When Orson Pratt worked on the 1879 edition of the Book of Mormon, one of the things he did was to make it easier to compare the Isaiah chapters in the Book of Mormon with those in the Bible. Thus, he created the chapters and verses as they were in the King James Version, allowing for the modifications where the Book of Mormon text differed from the original.
The creation of the new chapters makes sense to Bible readers, but it obscures the very different way that the original chapters were created. Our Chapter 12 of 2 Nephi was not originally separated from the text we have in our Chapter 11. That was a change Pratt made to replicate the Bible’s chapters.

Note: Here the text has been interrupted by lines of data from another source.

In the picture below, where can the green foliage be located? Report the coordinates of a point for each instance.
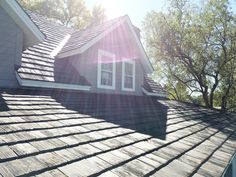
(73, 13)
(195, 46)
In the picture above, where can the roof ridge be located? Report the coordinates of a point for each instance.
(46, 19)
(105, 22)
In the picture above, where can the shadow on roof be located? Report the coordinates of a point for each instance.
(44, 131)
(139, 113)
(3, 104)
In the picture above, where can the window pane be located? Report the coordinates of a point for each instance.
(106, 78)
(128, 82)
(128, 69)
(107, 66)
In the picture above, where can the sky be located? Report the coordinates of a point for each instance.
(135, 9)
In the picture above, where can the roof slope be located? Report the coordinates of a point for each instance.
(87, 134)
(38, 63)
(80, 38)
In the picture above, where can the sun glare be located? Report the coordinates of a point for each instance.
(112, 8)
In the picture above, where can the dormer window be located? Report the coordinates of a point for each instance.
(128, 75)
(106, 70)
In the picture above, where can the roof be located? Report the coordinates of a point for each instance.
(39, 66)
(153, 88)
(32, 34)
(38, 61)
(53, 133)
(79, 39)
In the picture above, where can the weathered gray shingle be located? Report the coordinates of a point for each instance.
(45, 134)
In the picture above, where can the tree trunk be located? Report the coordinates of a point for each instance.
(223, 104)
(211, 99)
(205, 98)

Similarly, the original Chapter VIII included all of our chapters 11 through 15. That was the introductory statement and chapters 2 through 5 of Isaiah. The original Chapter IX covered Isaiah chapters 6 through 12. There was a different principle at work in the original chapters, and even though the text of these chapters closely follows the King James Version text of the Isaiah chapters, they did not similarly reflect the way they were broken into chapters.
Dr. John Gee examined the breaks in the original chapters and noted that they conform to a different, and older, logic. They begin with the general equivalent of “he said." Dr. Gee also noted that the chapters were triggered by this statement at the beginning of a new section rather than anything at the end. That is, regardless of the reason the previous chapter might have appeared to end, this statement of authorship triggered the beginning of the new chapter.

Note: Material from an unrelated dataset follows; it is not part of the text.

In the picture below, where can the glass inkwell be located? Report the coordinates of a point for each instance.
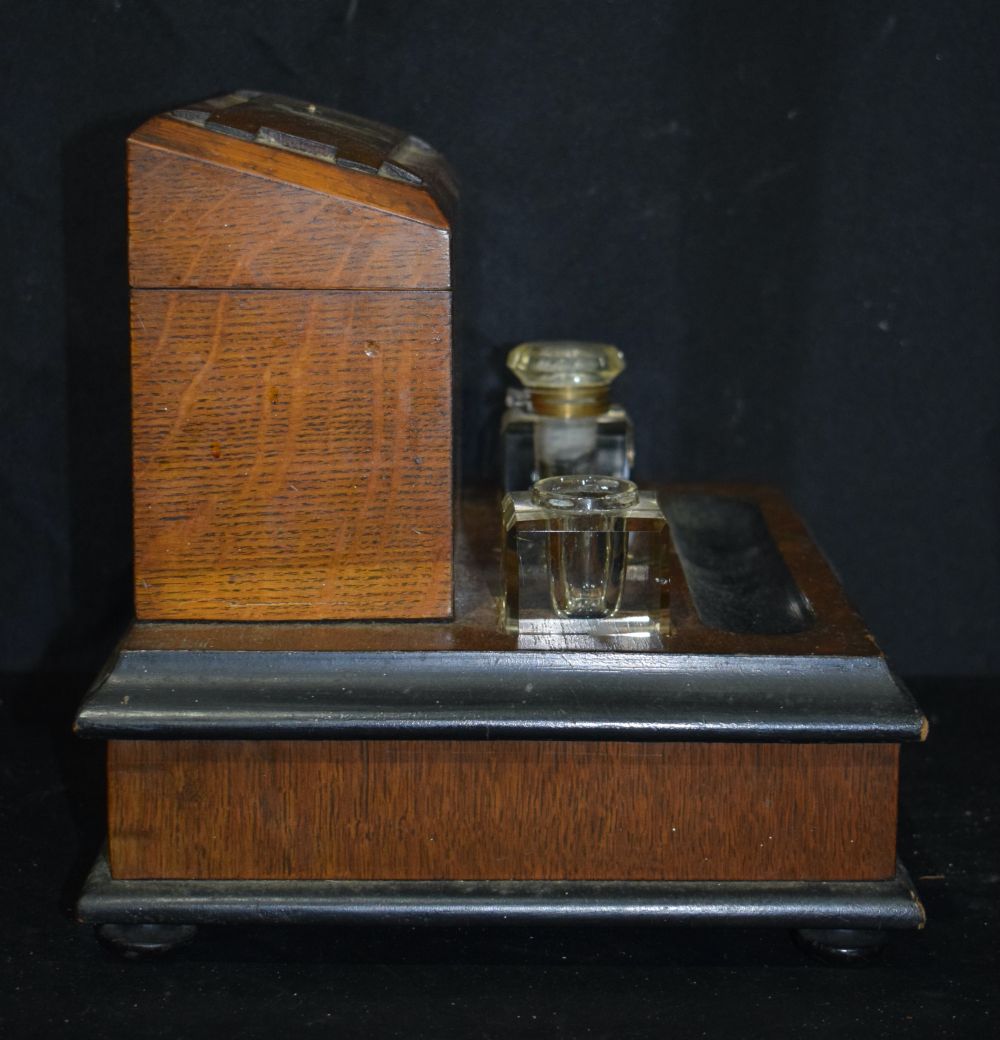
(561, 419)
(584, 554)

Although the Isaiah chapters are obviously very close to the King James Version text, it is interesting that the chapters themselves had a different logic behind them, and a logic that corresponds to an older concept of creating chapters.
The insertion of chapters from Isaiah begins with Isaiah 2 rather than Isaiah 1, which does not appear in the Book of Mormon. Many scholars suggest that Isaiah 1 is a later introduction, and that Chapter 2 begins a separate unit. Thus, the Book of Mormon begins with that separate and complete unit.